1.2 NONDETERMINISM (briðgeng stöðuvél) Flashcards
In a nondeterministic machine
Several choices may exist for the next state at any point
Nondeterminism is a generalization of determinism, so
every deterministic finite automaton is automatically a nondeterministic finite automaton.
The difference between a deterministic finite automaton, abbreviated DFA, and a nondeterministic finite automaton, abbreviated NFA
First, every state of a DFA always has exactly one exiting transition arrow for each symbol in the alphabet. The NFA violates that rule.
Second, in a DFA, labels on the transition arrows are symbols from the alpha- bet. This NFA has an arrow with the label ε. In general, an NFA may have arrows labeled with members of the alphabet or ε.
How does an NFA compute?
Suppose that we are running an NFA on an input string and come to a state with multiple ways to proceed. After reading that symbol, the machine splits into multiple copies of itself and follows all the possibilities in parallel. Each copy of the machine takes one of the possible ways to proceed and continues as before. If there are subsequent choices, the machine splits again. If the next input symbol doesn’t appear on any of the arrows exiting the state occupied by a copy of the machine, that copy of the machine dies, along with the branch of the computation associated with it. Finally, if any one of these copies of the machine is in an accept state at the end of the input, the NFA accepts the input string.
As we will show, every NFA can be converted into an equivalent DFA, and constructing NFAs is sometimes easier than directly constructing DFAs.
The formal definition of a nondeterministic finite automaton is similar to that of a deterministic finite automaton. Both have states, an input alphabet, a transition function, a start state, and a collection of accept states. However, they differ in one essential way:
in the type of transition function.
In an NFA, the transition function takes a state and an input symbol or the empty string and produces the set of possible next states.
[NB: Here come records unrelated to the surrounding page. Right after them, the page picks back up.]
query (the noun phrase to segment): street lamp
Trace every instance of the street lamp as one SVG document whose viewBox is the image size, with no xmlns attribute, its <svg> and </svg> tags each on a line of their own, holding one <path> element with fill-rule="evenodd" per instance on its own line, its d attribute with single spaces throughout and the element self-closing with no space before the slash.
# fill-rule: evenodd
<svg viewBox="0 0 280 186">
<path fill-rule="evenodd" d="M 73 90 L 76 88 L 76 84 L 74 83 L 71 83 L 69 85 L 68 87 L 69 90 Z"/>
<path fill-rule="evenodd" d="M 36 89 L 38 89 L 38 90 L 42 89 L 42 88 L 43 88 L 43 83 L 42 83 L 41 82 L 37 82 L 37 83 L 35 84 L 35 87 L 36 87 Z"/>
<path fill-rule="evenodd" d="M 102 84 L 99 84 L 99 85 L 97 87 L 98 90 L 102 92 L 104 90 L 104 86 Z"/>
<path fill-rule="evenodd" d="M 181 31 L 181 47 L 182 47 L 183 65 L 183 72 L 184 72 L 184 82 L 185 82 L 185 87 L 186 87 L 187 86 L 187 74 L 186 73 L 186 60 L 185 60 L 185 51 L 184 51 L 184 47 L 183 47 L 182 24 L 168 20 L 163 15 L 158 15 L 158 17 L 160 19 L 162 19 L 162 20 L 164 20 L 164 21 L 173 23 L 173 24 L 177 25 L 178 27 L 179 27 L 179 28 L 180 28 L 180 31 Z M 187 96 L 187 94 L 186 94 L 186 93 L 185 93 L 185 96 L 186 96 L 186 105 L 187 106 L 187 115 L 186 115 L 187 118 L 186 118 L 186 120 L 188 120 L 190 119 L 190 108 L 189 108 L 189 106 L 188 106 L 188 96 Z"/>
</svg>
A nondeterministic finite automaton is a 5-tuple (Q,Σ,δ,q0,F), where
- Q is a finite set of states,
- Σ is a finite alphabet,
- δ : Q × Σε −→ P (Q) is the transition function,
- q0 ∈ Q is the start state, and
- F ⊆ Q is the set of accept states.
Every nondeterministic finite automaton has an equivalent deterministic finite
automaton.
If k is the number of states of the NFA, it has 2^k subsets of states. Each subset corresponds to one of the possibilities that the DFA must remember, so the DFA simulating the NFA will have how many states ?
2^k states.
A language is regular if and only if some nondeterministic finite automaton recognizes it.